The s359(2) letter dated 9 May 2019, importantly, stated ‘[a]s you applied for the visa on the basis of undertaking a course of study in Australia, it is a requirement of the visa for you to be:
· enrolled in a registered course of study; and
· a genuine applicant for entry and stay as a student.’
The questionnaire to be completed pursuant to the s359(2) letter (‘the questionnaire’) makes several requests for information relating to the enrolment condition contained in clause 500.211 of the Regulations. In the section of the questionnaire making these enquiries, the document also states “[n]ot being enrolled in a registered course of study may be a reason, or a part of the reason, for the Tribunal affirming the decision under review, even if this is not the same criteria or issue considered by the primary decision maker.” Here, the questionnaire specifically asks the following question: ‘Does the Main Applicant have a current Confirmation of Enrolment (C oE) in a registered course of study?’
The questionnaire also requests information in relation to all enrolments and specifically states that this includes: cancelled enrolments; courses successfully completed; and current or future enrolments (emphasis added).
The questionnaire also asks whether the applicant has ‘been enrolled in a registered course at all times while in Australia as the holder of a student visa’.
On 19 July 2019, the applicant contacted the Tribunal and indicated he did not intend to respond to the s359(2) letter or complete the questionnaire. He stated that he had no documents. In circumstances where the only evidence of enrolment before the Tribunal is a confirmation of enrolment for study from 6 November 2017 with a completion date of 31 December 2018, the Tribunal considers the determinative issue in the applicant’s case has changed as a current confirmation of enrolment has not been provided and the applicant’s own submission is that he does not have any documents to provide the Tribunal with. There is no evidence before the Tribunal that the applicant is currently enrolled or that he has been enrolled in a registered course at all times while in Australia as the holder of a student visa and most significantly from 31 December 2018. It is the applicant’s responsibility to ensure he is complying with the conditions of his visa at all times.
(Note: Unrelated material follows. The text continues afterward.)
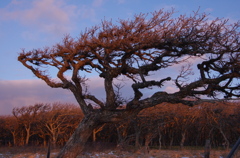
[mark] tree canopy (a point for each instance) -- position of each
(134, 48)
The Tribunal has no evidence of a current Confirmation of Enrolment which would establish that the applicant meets the essential requirement under clause 500.211(a). The applicant has had an adequate opportunity to obtain such evidence over the last eight months and certainly since receiving the s359(2) letter in May of this year. In the circumstances, the question of whether the applicant meets the criteria under clause 500.211 has become determinative for the purposes of the case before the Tribunal. If the applicant does not meet the criteria under clause 500.211, then there is no utility in the Tribunal proceeding to consider whether the genuine temporary entrant criteria are met under clause 500.212.
The applicant does not meet the regulatory requirements for the grant of a student visa because there is no evidence satisfying any of the criteria in clause 500.211 of the Regulations.
CONCLUSIONS
Therefore, the Tribunal is not satisfied that at the time of its decision, the applicant was enrolled in a course of study and accordingly clause 500.211 of the Regulations is not met.
Given the above findings, the Tribunal finds that the criteria for the grant of a Subclass 500 (Student) visa are not met. The applicant does not claim to meet the criteria for a Subclass 590 (Student Guardian) visa. Accordingly, the decision under review must be affirmed.
DECISION
The Tribunal affirms the decision not to grant the applicant a Student (Temporary) (Class TU) visa.